The heartbeat protocol requires the other end to reply with the same data that was sent to it, to know that the other end is alive. Wouldn't sending a certain fixed message be simpler? Is it to prevent some kind of attack?

Answer 1

At least the size of the packet seems to be relevant, because according to RFC6520, 5.1 the heartbeat message will be used with DTLS (e.g. TLS over UDP) for PMTU discovery - in which cases it needs messages of different sizes. Apart from that it might be simply modelled after ICMP ping, where you can also specify the payload content for no reason.

Answer 2

Just like with ICMP Ping, the idea is to ensure you can match up a "pong" heartbeat response you received with whichever "ping" heartbeat request you made. Some packets may get lost or arrive out of order and if you send the requests fast enough and all the response contents are the same, there's no way to tell which of your requests were answered.

One might think, "WHO CARES? I just got a response; therefore, the other side is alive and well, ready to do my bidding :D!" But what if the response was actually for a heartbeat request 10 minutes ago (an extreme case, maybe due to the server being overloaded)? If you just sent another heartbeat request a few seconds ago and the expected responses are the same for all (a "fixed message"), then you would have no way to tell the difference.

A timely response is important in determining the health of the connection.
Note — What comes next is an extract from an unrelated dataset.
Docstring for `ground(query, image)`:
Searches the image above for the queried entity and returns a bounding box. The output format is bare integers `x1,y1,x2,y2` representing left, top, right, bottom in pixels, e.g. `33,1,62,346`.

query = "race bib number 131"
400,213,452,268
From RFC6520 page 3:

... after a number of retransmissions without receiving a corresponding HeartbeatResponse message having the expected payload, the DTLS connection SHOULD be terminated.

By allowing the requester to specify the return payload (and assuming the requester always generates a unique payload), the requester can match up a heartbeat response to a particular heartbeat request made, and therefore be able to calculate the round-trip time, expiring the connection if appropriate.

This of course only makes much sense if you are using TLS over a non-reliable protocol like UDP instead of TCP.

---

So why allow the requester to specify the length of the payload? Couldn't it be inferred?

See this excellent answer: https://security.stackexchange.com/a/55608/44094

... seems to be part of an attempt at genericity and coherence. In the SSL/TLS standard, all messages follow regular encoding rules, using a specific presentation language. No part of the protocol "infers" length from the record length.

One gain of not inferring length from the outer structure is that it makes it much easier to include optional extensions afterwards. This was done with ClientHello messages, for instance.

In short, YES, it could've been, but for consistency with existing format and for future proofing, the size is spec'd out so that other data can follow the same message.